Connaissant une fréquence accrue depuis le mois d’octobre, ces actions ont été et sont encore aujourd’hui largement relayées et commentées, aussi bien dans les médias que sur les réseaux sociaux. Si beaucoup de choses ont déjà été dites, aussi bien de l’ordre de l’analyse que du jugement, sur un ton parfois condescendant voire franchement réprobateur, il me semble que l’on n’a pas pris la pleine mesure des enjeux, faute d’avoir d’une part tiré toutes les conséquences du choix de la cible artistique et muséale et, d’autre part, d’avoir prêté une attention suffisante au mode opératoire.

Outre qu’il permet d’atteindre un nouveau public « préoccupé par la crise environnementale, mais dont les modes de vie dépendent de l’abondance de la société de consommation[2] » et de viser, au-delà du seul tableau, un écosystème et un ensemble de pratiques culturelles à forte empreinte carbone, le choix des œuvres ciblées – des chefs d’œuvres de l’art occidental conservés dans de grands musées internationaux – gagne aussi à être analysé au prisme des valeurs et des moyens qu’elles incarnent. Par la richesse dont il est dépositaire, le soin littéralement curatorial dont il l’entoure, les dispositifs de conservation et de protection qu’il mobilise, le volume d’attention publique qu’il capte, le musée nous renvoie l’image idéale de ce que devrait être notre rapport à la Terre aujourd’hui. Bataille le faisait déjà remarquer il y a près d’un siècle : « Le musée est le miroir colossal dans lequel l’homme se contemple enfin sous toutes les faces, se trouve littéralement admirable et s’abandonne à l’extase imprimée dans toutes les revues d’art[3]. »

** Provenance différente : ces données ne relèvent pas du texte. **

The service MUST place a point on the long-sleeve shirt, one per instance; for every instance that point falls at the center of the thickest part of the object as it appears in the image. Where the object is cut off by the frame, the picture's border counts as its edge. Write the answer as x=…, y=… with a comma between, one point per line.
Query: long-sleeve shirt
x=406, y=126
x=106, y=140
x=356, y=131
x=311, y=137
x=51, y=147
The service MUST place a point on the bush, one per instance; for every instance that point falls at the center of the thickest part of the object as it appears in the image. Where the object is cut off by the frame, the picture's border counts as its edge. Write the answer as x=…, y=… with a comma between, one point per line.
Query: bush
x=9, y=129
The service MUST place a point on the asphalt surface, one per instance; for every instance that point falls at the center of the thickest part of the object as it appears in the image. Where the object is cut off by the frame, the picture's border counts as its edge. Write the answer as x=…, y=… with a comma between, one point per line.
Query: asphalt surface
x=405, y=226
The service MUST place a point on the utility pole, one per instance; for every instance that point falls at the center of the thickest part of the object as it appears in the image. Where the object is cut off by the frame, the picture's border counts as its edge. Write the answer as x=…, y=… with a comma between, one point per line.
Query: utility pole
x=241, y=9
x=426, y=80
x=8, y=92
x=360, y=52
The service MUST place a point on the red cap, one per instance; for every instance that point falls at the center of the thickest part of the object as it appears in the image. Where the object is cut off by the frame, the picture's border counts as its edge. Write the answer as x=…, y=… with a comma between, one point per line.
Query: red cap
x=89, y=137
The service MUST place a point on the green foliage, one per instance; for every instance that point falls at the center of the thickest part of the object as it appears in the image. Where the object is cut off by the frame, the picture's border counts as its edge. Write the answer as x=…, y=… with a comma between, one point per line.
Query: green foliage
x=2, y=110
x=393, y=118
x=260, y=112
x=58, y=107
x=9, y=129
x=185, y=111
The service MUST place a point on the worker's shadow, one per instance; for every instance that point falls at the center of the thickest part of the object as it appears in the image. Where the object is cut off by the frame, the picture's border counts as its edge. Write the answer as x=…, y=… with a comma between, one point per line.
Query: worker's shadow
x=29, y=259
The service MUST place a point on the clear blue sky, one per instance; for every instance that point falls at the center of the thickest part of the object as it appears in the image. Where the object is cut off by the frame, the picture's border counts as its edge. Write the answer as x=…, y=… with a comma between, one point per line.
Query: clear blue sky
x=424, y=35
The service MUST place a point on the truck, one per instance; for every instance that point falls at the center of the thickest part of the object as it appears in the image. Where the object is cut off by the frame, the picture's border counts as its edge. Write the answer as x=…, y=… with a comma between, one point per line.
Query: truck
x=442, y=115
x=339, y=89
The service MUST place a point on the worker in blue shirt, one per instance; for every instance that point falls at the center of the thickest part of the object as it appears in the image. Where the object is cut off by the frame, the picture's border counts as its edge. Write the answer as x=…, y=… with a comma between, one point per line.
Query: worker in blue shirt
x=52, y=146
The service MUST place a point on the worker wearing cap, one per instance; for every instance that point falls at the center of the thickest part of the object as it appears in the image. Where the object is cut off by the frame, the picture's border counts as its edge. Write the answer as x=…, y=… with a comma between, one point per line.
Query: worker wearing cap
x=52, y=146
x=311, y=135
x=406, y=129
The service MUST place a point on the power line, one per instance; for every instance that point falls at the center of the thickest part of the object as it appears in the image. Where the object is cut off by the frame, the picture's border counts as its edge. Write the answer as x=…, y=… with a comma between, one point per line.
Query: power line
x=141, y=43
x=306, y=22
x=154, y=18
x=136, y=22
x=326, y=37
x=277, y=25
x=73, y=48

Ce que nous disent d’abord ces actions, c’est qu’un tel abandon extatique n’est plus possible : ce n’est plus dans son rapport aux œuvres d’art mais aux conditions de vie sur Terre que l’homme doit aujourd’hui se considérer, en méditant sur la catastrophe écologique annoncée dans tous les rapports scientifiques.

En plus de leur statut de masterpiece, on relèvera plusieurs autres points communs entre les œuvres visées. Qu’il s’agisse, comme dans la plupart d’entre elles, d’un paysage de campagne cultivée (La Charrette de foin de Constable, Les Meules de Monet, Pêchers en fleurs de Van Gogh), d’une allégorie de la fertilité (Le Printemps de Botticelli) ou d’une nature morte (Les Tournesols de Van Gogh), on notera en premier lieu que la grande majorité des tableaux concernés sont des représentations de la nature et, plus précisément, de sa mise en culture (le Botticelli excepté) et de sa prodigalité.

Un autre point commun à la plupart des toiles prises pour cibles est qu’elles datent du XIXe siècle : de 1821 pour La Charrette de foin et du tournant des années 1880-1890 pour Les Tournesols, Pêchers en fleurs et Les Meules. L’unité de temps n’est pas anodine : si elle s’explique assurément par le fait qu’une grande partie des œuvres les plus chères et les plus célèbres du monde date de cette époque, le XIXe siècle se caractérise également par l’enregistrement d’un double ébranlement, de la plus grande magnitude, du rapport de l’homme à la nature.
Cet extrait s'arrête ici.